Wilson Martins
Gazeta do Povo, Paraná, 1.7.2002
Moinho de poemas
Quem era Luiz Delfino? Mero escritor
“de ordem terciária”, praticante do levantismo charlatanesco,
caracterizando-se pela “imitação sediça palavrosa, inchada, túrbida
do estilo de Victor Hugo, levado ao supremo exagero logomáquico,
revestindo umas cenas do Oriente […] que ele nem ao menos conhece
como erudito, porque sua ignorância filosófica e histórica é
profunda.” E mais: “É um escritor sem livros!… Belo chefe, grande
general sem batalhas! […]… poeta palavroso, enfático, desigual,
obscuro e áspero. Não tem sentimento, não tem idéias, nem
originalidade. […] O estilo é bombástico e martelante; é imitador de
Victor Hugo deturpadamente. Atordoa os ouvidos e o bom senso […].”

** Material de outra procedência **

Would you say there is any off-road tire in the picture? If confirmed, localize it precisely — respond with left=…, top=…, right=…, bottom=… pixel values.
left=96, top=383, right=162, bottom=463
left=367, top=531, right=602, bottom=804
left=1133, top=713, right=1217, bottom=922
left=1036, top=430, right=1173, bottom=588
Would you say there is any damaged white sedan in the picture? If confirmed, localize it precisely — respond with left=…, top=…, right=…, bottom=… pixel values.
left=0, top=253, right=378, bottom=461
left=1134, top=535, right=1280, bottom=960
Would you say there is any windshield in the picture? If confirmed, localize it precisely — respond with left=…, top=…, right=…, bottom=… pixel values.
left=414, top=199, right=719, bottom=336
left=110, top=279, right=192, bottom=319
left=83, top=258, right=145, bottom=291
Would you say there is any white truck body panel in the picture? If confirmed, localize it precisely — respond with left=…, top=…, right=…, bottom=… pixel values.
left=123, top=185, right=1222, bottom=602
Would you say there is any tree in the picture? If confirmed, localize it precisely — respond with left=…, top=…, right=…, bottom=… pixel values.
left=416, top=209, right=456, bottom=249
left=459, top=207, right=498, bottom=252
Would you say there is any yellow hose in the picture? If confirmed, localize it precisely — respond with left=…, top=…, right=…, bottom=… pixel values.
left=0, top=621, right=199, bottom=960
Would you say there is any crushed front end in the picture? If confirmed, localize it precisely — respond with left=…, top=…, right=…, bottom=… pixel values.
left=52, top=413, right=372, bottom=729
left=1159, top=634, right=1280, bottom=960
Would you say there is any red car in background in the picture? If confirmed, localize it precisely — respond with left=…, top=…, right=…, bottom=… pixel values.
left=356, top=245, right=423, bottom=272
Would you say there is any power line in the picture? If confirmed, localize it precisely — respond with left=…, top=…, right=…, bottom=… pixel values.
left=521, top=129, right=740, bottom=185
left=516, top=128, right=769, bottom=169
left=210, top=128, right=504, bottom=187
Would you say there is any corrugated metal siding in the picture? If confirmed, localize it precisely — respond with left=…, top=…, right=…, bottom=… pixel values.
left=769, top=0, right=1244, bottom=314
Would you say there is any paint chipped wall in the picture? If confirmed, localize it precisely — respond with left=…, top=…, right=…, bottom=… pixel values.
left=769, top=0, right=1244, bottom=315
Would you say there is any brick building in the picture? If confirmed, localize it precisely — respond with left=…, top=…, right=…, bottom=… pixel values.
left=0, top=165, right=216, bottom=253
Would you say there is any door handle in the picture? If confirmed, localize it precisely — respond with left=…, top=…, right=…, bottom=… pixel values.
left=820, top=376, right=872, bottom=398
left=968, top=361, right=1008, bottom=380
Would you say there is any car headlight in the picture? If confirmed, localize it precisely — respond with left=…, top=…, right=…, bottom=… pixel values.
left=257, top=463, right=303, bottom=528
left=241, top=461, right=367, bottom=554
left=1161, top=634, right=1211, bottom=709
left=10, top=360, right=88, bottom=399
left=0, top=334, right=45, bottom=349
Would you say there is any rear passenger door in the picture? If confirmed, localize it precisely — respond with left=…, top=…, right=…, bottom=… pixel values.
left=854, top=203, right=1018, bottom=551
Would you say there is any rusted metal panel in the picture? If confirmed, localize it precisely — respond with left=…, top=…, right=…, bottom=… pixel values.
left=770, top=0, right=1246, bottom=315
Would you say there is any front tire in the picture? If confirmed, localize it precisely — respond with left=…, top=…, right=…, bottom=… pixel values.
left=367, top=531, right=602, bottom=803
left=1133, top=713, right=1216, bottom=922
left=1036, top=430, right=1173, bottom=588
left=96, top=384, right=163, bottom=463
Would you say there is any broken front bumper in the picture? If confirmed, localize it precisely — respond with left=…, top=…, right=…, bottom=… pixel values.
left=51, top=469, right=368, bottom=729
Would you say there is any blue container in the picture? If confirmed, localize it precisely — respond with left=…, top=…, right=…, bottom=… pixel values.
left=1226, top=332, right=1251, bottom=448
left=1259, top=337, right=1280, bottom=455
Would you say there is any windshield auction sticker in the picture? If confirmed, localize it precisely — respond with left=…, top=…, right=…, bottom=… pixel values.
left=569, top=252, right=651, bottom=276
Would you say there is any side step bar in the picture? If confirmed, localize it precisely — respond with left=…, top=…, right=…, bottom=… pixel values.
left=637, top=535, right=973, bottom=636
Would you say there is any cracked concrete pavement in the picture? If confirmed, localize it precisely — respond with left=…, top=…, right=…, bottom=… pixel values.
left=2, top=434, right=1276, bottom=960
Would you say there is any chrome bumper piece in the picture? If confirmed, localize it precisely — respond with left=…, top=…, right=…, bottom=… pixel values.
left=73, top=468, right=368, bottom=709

Mas, afinal, quem era Luiz Delfino?
Nascido em Santa Catarina, “é, pela variedade e extensão de sua
obra, o maior poeta do Brasil. […] Contentamo-nos em afirmar ser ele
de todos os nossos poetas, sem dúvida, o de mais imaginação, o de
surtos mais possantes, e talvez o de vocabulário mais rico.” À vista
de apreciações tão discordantes, cabe perguntar, não qual era o
verdadeiro Luiz Delfino, mas, antes, qual o autêntico Sílvio Romero,
autor de ambos os julgamentos a poucos anos de intervalo. São fatos
que se prendem à pequena história da vida literária, mais que à
história da crítica, relacionados com uma conjuntura em que o pobre
Luiz Delfino entrou mais ou menos como Pilatos no Credo.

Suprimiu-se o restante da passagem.